>kelley wrote:
>
> >
> > no, i'm talking about Weber's study of the rise of capitalism. the
> > conditions were, largely, there for the chinese to have been the place
> > where a proto-capitalist economic organization took off, not all the
> > conditions, but many. nonetheless, various places in the west took off and
> > were more successful and this was about the development of accounting
> > techniques, in part, that aided people in conceptualizing symbolically
> > rational planning of projections based on past, present, future.
>
>Kelley, you are way out on a limb. Have you any idea what storms have
>raged around this on the pen-l and marxism lists?
>
>The story about double-entry accounting belongs as much to urban legend
>as does the 400 names for snow. "Take-Off" is a very loaded term.
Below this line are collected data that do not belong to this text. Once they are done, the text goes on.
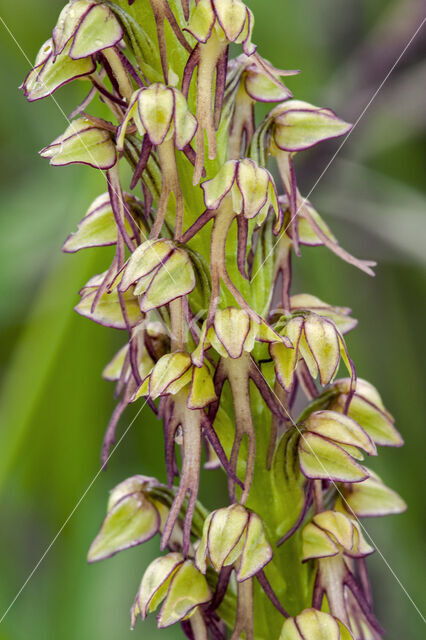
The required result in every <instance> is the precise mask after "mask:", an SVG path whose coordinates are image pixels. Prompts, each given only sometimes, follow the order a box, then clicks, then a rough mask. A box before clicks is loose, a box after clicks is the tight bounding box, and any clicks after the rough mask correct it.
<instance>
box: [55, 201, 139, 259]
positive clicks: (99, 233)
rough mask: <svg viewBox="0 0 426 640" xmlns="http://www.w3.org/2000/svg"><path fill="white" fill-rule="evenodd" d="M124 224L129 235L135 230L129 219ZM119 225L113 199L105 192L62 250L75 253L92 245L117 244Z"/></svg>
mask: <svg viewBox="0 0 426 640" xmlns="http://www.w3.org/2000/svg"><path fill="white" fill-rule="evenodd" d="M124 226H125V228H126V231H127V233H128V235H129V237H132V236H133V231H132V229H131V227H130V223H129V221H128V220H127V219H126V220H125V221H124ZM116 242H117V225H116V222H115V217H114V213H113V210H112V208H111V201H110V198H109V194H108V193H104V194H102V195H101V196H99V197H98V198H96V200H95V201H94V202H93V203H92V205H91V206H90V208H89V210H88V212H87V213H86V215H85V216H84V218H83V220H81V222H80V223H79V225H78V227H77V231H75V232H74V233H71V234H70V235H69V236H68V238H67V239H66V240H65V243H64V245H63V247H62V251H65V253H75V252H76V251H80V249H86V248H90V247H106V246H109V245H113V244H116Z"/></svg>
And
>Weber held to an absolutely indefensible "stagist" and linear view of
>history.
no, he didn't, that's a misreading. he largely abjured such accounts of history and he saw himself as elaborating marx's framework, in some ways. but it was precisely the grand theory of history as developing in some logical progression that weber was on about.
you have no reason to jump to conclusions about my use of take off or weber. you've got a biased view of weber, as far as i've ever seen. if you've read him and read carefully, marxist who draw on his work, i will take the time to pay attention. otherwise, you are simply spouting off about something you've come to believe b/c you like the people who've said the things you are repeating here and trust them. that's fine as far as it goes. but i'm not blowing smoke rings at you. i read marx and weber in a course on "Culture" as a second year undergrad. no, i didn't just read a chapter, i read Economy and Society and the Eighteenth Brumaire and the German Ideology. I went to a weird undergrad school where we read primary works, along with secondary interps and usually read at least 15 boosk for a course. Consequently, I've read it all since then, partly because i'm just like that. i read a scholar and i want to understand the entirety of their work
weber's attitude toward marx was, in General Economic History, critically respectful. The book begins and ends by addressing marx's work. he says, for example, about Engels-Bebel that "although it is untenable in detail..taken as a whole, a valuable contribution to the solution of the problem. here again is the old truth exemplified that an ingenious error is more fruitful for science than stupid accuracy."
weber asked about the "preconditions" needed for the rise of capitalism. he didn't ask how capitalism worked, but how a proto capitalism came about in some places and not others. he anticipated many of Wallerstein's major arguments as well.
Weber follows Marx in this, except for two components. Both argued that capitalism requires a pool of formally free but economically propertyless labor; the sale of factors of production on the market; and the concentration of factors of prod in the hands of entrepreneurs.
Where weber departs, and this is a highly important point for understanding contemporary capitalism, is on the development of rational, calculable technologies and methods and rules for the social organization of work and the economy.
marx's discussions are focused on primitive accumulation and revolution.
Weber goes on to develop an analysis of the various ways in which material and financial means were appropriated. Weber rejects the idea that there must be a specific accumulation of surplus for a capitalist take off.
if contemporary marxists are increasingly interested in the role of the state in the rise of capitalism, then Weber was among the first to pursue this line of research.
> I won't go beyond that. My Netscape folders on "Eurocentrism"
>and related topics total over 900 posts -- and that doesn't include the
>first round or two on the topic. Some of those posts are over 30k in
>length and a large number of them are between 10 and 30k. Just the
>bibliography from them makes up a longer reading list than any Ph.D.
>candidate has ever had to go through for her comps.
that's nice carrol. for someone who is fond of assuming that one can never really know anyone online, you make a lot of assumptions about the focus of my research and what i may or may not have read.
if it troubles you to think that i can have a speciality in this field, then i guess that's your problem, not mine. also, i didn't say a thing about double entry book keeping, but mechanism of rational accounting. that's not the same thing.
weber, contrary to your repeated assertions, wasn't an idealist. a methodological individualist in terms of some questions, yes, but that's not the same thing as idealism.